She’s the Marvel Universe star who grew up in social housing and speaks with a cut-glass accent. Hayley Atwell tells Jude Rogers about her role as a slave owner and speaking out for Justice4Grenfell
Hayley Atwell is hiding in the corner of a London restaurant on a wet autumnal afternoon, snatching half an hour between rehearsals for Shakespeare’s Measure For Measure at the Donmar Warehouse. And it turns out she’s quite the contrarian. ‘When people want to project ideas on to me, my rebellious streak goes, whoom! When they say I’m shy, I get loud. Or they’ll go: “She’s really confident”. So I’ll go… Her voice quivers, right on cue. “I’m reeeally vul-ner-a-ble!”’ Despite her humble upbringing in London’s Ladbroke Grove, Atwell’s cut-glass English vowels ring like bells down the line: ‘I want to come across like a human, you know?

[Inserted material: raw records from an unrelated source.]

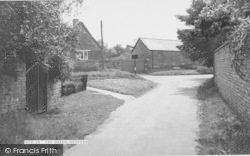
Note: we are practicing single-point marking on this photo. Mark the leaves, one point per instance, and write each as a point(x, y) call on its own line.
point(35, 29)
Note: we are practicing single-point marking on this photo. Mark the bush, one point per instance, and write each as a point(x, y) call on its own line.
point(205, 70)
point(86, 66)
point(207, 90)
point(187, 66)
point(70, 87)
point(60, 68)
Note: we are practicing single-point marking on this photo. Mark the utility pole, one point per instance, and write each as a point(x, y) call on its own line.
point(102, 46)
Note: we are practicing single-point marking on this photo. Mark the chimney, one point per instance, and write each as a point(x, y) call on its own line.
point(75, 21)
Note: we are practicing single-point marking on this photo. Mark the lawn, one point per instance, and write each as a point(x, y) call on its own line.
point(72, 117)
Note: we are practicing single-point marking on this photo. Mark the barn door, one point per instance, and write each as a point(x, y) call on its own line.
point(36, 88)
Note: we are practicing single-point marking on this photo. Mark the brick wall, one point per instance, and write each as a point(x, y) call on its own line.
point(233, 89)
point(13, 88)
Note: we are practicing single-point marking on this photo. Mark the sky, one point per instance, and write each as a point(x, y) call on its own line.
point(124, 21)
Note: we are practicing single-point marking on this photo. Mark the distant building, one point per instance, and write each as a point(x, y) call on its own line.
point(88, 52)
point(161, 53)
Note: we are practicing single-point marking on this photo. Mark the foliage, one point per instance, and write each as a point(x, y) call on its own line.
point(207, 90)
point(34, 30)
point(207, 32)
point(212, 23)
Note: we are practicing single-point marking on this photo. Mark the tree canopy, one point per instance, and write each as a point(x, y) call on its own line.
point(213, 22)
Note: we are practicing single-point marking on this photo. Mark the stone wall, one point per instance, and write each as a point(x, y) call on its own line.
point(159, 59)
point(13, 88)
point(143, 52)
point(169, 59)
point(234, 90)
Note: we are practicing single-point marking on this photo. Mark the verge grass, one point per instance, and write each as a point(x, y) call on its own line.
point(72, 117)
point(221, 131)
point(135, 87)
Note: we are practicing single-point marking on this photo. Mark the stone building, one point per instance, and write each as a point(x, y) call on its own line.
point(161, 53)
point(88, 54)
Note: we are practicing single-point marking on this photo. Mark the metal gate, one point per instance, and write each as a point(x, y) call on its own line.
point(36, 88)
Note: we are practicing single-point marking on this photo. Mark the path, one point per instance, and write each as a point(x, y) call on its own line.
point(162, 122)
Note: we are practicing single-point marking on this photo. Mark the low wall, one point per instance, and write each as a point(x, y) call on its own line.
point(234, 90)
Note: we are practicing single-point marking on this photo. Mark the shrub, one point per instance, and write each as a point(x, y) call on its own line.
point(70, 87)
point(60, 68)
point(187, 66)
point(207, 90)
point(205, 70)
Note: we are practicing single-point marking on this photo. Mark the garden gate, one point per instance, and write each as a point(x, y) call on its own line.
point(36, 88)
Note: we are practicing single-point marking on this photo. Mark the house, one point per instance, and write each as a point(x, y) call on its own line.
point(160, 53)
point(88, 52)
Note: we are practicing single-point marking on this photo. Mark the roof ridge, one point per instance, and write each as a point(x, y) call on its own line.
point(158, 39)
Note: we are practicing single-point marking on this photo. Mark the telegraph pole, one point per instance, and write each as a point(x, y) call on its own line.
point(102, 46)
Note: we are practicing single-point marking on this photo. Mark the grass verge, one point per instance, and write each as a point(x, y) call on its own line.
point(135, 87)
point(221, 132)
point(107, 74)
point(72, 117)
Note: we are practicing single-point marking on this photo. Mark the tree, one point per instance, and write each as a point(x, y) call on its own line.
point(210, 22)
point(35, 31)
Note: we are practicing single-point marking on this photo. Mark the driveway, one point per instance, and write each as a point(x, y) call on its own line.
point(161, 122)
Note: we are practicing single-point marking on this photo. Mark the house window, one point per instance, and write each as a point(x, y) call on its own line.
point(83, 54)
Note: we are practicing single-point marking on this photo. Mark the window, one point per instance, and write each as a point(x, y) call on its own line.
point(82, 54)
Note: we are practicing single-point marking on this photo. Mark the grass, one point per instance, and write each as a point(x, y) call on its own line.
point(174, 72)
point(135, 87)
point(72, 117)
point(107, 74)
point(221, 131)
point(118, 81)
point(192, 70)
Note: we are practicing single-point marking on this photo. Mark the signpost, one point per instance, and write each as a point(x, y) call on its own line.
point(135, 57)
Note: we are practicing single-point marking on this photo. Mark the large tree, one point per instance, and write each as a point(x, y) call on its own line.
point(35, 30)
point(213, 22)
point(209, 25)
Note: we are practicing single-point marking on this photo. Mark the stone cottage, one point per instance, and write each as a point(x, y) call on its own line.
point(161, 53)
point(88, 54)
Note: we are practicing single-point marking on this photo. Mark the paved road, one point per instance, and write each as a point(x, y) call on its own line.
point(162, 122)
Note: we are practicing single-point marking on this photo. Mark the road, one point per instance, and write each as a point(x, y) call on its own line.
point(161, 122)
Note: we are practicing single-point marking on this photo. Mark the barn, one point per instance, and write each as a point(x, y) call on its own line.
point(160, 53)
point(88, 52)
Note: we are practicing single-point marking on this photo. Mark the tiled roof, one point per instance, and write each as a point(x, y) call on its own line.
point(161, 44)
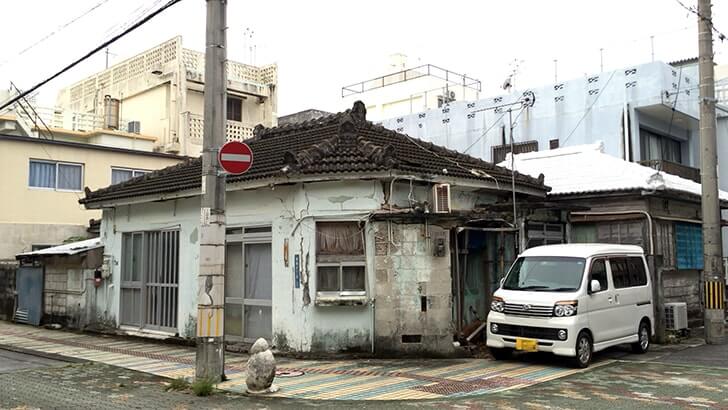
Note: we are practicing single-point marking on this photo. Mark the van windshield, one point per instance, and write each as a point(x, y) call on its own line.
point(545, 274)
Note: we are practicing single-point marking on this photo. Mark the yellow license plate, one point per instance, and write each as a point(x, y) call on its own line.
point(527, 345)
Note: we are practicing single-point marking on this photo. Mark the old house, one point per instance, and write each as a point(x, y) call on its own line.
point(629, 203)
point(343, 236)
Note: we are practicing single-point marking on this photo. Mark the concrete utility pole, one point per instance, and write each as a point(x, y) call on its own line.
point(712, 247)
point(210, 363)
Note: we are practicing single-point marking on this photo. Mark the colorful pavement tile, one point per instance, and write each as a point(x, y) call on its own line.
point(315, 380)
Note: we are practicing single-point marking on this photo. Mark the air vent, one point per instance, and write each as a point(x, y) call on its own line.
point(441, 196)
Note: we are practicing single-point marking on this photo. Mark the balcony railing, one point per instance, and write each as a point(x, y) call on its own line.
point(235, 130)
point(57, 118)
point(673, 168)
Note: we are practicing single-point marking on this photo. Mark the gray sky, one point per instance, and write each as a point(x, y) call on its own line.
point(322, 45)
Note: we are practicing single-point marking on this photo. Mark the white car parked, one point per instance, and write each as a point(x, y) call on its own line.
point(573, 300)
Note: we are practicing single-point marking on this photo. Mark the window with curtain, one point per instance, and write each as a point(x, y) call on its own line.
point(660, 147)
point(55, 175)
point(234, 108)
point(119, 175)
point(340, 258)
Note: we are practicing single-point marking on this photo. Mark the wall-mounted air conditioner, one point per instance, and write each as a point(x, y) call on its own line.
point(676, 316)
point(441, 198)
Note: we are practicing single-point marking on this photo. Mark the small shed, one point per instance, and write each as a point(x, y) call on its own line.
point(53, 283)
point(631, 204)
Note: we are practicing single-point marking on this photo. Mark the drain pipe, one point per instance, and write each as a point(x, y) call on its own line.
point(646, 214)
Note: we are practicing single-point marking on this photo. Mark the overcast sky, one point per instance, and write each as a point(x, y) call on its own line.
point(320, 46)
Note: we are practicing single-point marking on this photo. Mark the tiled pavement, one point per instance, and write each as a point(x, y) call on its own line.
point(308, 379)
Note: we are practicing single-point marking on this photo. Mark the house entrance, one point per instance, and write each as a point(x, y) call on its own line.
point(248, 284)
point(149, 279)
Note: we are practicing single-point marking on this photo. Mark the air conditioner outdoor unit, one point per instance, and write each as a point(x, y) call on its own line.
point(441, 198)
point(676, 316)
point(134, 127)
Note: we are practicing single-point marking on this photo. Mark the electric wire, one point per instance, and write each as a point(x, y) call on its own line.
point(56, 31)
point(92, 52)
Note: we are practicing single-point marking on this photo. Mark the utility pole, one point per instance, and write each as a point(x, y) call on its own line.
point(210, 360)
point(713, 279)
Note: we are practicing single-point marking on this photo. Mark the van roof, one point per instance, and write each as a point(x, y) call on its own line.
point(583, 250)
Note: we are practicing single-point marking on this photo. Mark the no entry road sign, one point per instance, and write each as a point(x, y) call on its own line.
point(235, 157)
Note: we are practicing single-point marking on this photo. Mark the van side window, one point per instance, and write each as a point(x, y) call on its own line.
point(628, 272)
point(599, 272)
point(637, 274)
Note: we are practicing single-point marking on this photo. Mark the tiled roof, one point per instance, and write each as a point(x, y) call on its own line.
point(338, 144)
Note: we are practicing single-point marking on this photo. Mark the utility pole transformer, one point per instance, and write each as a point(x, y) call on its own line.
point(210, 360)
point(713, 278)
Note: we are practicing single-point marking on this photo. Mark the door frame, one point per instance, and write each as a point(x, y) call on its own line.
point(244, 238)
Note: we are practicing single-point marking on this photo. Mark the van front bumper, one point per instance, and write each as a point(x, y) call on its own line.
point(544, 330)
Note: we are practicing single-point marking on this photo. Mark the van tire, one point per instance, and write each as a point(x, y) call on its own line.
point(584, 350)
point(501, 353)
point(643, 338)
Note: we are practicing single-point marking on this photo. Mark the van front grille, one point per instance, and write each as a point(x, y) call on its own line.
point(528, 310)
point(544, 333)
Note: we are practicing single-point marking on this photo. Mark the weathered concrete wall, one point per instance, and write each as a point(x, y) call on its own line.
point(413, 290)
point(7, 290)
point(684, 286)
point(68, 287)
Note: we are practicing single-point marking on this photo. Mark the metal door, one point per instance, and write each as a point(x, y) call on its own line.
point(29, 285)
point(248, 285)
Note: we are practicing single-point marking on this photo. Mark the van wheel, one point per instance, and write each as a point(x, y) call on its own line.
point(501, 354)
point(643, 338)
point(584, 350)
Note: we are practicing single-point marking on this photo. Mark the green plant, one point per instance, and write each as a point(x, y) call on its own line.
point(178, 384)
point(203, 387)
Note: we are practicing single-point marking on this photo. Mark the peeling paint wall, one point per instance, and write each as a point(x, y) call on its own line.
point(414, 289)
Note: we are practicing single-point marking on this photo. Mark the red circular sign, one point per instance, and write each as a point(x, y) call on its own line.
point(235, 157)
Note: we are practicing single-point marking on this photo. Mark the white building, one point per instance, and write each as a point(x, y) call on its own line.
point(338, 238)
point(646, 113)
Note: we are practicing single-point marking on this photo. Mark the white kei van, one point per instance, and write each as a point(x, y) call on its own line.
point(573, 300)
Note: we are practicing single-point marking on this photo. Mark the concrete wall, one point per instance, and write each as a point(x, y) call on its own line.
point(68, 289)
point(299, 322)
point(46, 216)
point(413, 289)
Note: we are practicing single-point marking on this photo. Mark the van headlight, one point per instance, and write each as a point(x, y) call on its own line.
point(565, 308)
point(497, 304)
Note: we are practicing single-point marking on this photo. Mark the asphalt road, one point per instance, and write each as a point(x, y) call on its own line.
point(11, 361)
point(669, 379)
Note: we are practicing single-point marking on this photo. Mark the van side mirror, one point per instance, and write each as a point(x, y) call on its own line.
point(594, 286)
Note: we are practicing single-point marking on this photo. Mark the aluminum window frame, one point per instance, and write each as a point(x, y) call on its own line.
point(346, 260)
point(57, 176)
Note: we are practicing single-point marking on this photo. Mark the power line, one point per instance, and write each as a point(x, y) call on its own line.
point(588, 110)
point(57, 30)
point(708, 21)
point(92, 52)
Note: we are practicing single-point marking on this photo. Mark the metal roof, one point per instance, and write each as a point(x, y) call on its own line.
point(72, 248)
point(587, 169)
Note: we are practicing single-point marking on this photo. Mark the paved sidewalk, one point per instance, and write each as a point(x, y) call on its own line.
point(300, 379)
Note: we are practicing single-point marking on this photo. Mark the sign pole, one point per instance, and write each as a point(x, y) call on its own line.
point(210, 359)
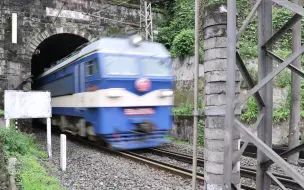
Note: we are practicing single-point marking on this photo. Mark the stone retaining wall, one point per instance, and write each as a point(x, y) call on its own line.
point(3, 172)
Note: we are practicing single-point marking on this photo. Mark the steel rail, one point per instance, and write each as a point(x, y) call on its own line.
point(245, 171)
point(131, 155)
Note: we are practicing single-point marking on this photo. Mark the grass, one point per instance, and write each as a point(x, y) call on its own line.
point(30, 174)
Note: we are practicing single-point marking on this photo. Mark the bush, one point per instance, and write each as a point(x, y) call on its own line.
point(201, 134)
point(251, 115)
point(283, 79)
point(14, 143)
point(183, 44)
point(29, 172)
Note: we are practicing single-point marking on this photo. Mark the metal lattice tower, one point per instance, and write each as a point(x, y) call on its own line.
point(262, 92)
point(146, 25)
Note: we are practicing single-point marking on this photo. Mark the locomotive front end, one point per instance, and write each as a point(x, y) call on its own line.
point(139, 88)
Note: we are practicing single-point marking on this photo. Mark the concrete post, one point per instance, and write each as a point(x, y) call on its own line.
point(215, 68)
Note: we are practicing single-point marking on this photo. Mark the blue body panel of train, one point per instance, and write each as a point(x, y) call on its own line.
point(111, 122)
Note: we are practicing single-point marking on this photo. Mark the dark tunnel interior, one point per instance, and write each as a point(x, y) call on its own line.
point(53, 49)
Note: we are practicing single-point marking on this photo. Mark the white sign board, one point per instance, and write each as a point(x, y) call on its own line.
point(66, 14)
point(24, 105)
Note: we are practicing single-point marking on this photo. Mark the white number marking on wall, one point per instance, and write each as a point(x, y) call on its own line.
point(66, 14)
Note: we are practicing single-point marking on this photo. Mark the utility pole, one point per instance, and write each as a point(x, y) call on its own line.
point(293, 137)
point(146, 24)
point(196, 110)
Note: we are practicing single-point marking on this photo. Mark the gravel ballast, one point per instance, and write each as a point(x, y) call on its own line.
point(89, 168)
point(245, 162)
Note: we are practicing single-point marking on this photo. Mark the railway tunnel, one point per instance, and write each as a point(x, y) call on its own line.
point(53, 49)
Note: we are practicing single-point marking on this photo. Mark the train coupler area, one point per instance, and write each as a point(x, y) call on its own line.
point(136, 140)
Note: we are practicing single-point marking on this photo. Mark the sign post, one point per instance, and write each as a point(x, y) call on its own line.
point(29, 105)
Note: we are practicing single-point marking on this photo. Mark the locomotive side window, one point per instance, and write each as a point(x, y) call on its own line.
point(120, 65)
point(92, 67)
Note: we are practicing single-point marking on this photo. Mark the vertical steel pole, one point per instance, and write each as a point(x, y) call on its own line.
point(230, 92)
point(263, 181)
point(195, 112)
point(293, 138)
point(49, 137)
point(146, 20)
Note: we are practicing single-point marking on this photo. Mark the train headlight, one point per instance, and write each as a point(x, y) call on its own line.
point(114, 93)
point(166, 93)
point(136, 40)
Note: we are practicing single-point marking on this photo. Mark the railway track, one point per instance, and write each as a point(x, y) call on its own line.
point(245, 171)
point(137, 157)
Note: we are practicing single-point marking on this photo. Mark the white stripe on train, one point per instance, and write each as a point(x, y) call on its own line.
point(114, 97)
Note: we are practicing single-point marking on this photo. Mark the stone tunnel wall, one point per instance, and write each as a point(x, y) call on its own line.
point(36, 21)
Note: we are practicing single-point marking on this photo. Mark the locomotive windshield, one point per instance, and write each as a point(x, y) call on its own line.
point(120, 65)
point(156, 67)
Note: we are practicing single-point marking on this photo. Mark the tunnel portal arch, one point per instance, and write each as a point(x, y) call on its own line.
point(52, 45)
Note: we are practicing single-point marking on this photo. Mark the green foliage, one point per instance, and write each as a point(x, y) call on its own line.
point(200, 130)
point(34, 177)
point(29, 172)
point(183, 109)
point(283, 79)
point(14, 143)
point(254, 75)
point(183, 44)
point(187, 109)
point(177, 32)
point(251, 115)
point(280, 114)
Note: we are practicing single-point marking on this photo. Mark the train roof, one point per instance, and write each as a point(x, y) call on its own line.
point(112, 45)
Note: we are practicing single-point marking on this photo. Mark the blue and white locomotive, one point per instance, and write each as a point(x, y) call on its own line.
point(116, 89)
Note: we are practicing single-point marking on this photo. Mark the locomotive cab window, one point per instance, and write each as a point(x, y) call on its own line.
point(92, 68)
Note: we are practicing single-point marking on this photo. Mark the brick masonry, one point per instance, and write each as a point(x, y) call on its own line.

And if you don’t ask me about the work I’m doing – which is the most exciting thing about me – you’ll just get me at home washing my pants with my dog.’
Funny, warm and direct, Atwell, 36, is an arresting lead actor. Earning her thespian chops in drama remakes such as Brideshead Revisited and Howards End, via an Olivier Award-nominated turn in Lindsay Posner’s A View From The Bridge, she’s set to dominate our TV screens this Christmas.
First up, there’s the BBC’s big-budget adaptation of Andrea Levy’s novel The Long Song, the story of a Jamaican woman, July, looking back on her experiences of being a slave in the mid-19th century. Atwell plays Caroline, a wealthy British slave owner. ‘She’s this hysterical monster at the beginning, incredibly fearful of the slaves around her,’ the actress explains, detailing the nuances of her character excitedly (she’s obviously a born student). But it was an upsetting role, too. ‘There were times we’d finish a scene... I’d just feel horror in myself. And I was shocked at my ignorance of this much darker part of British history.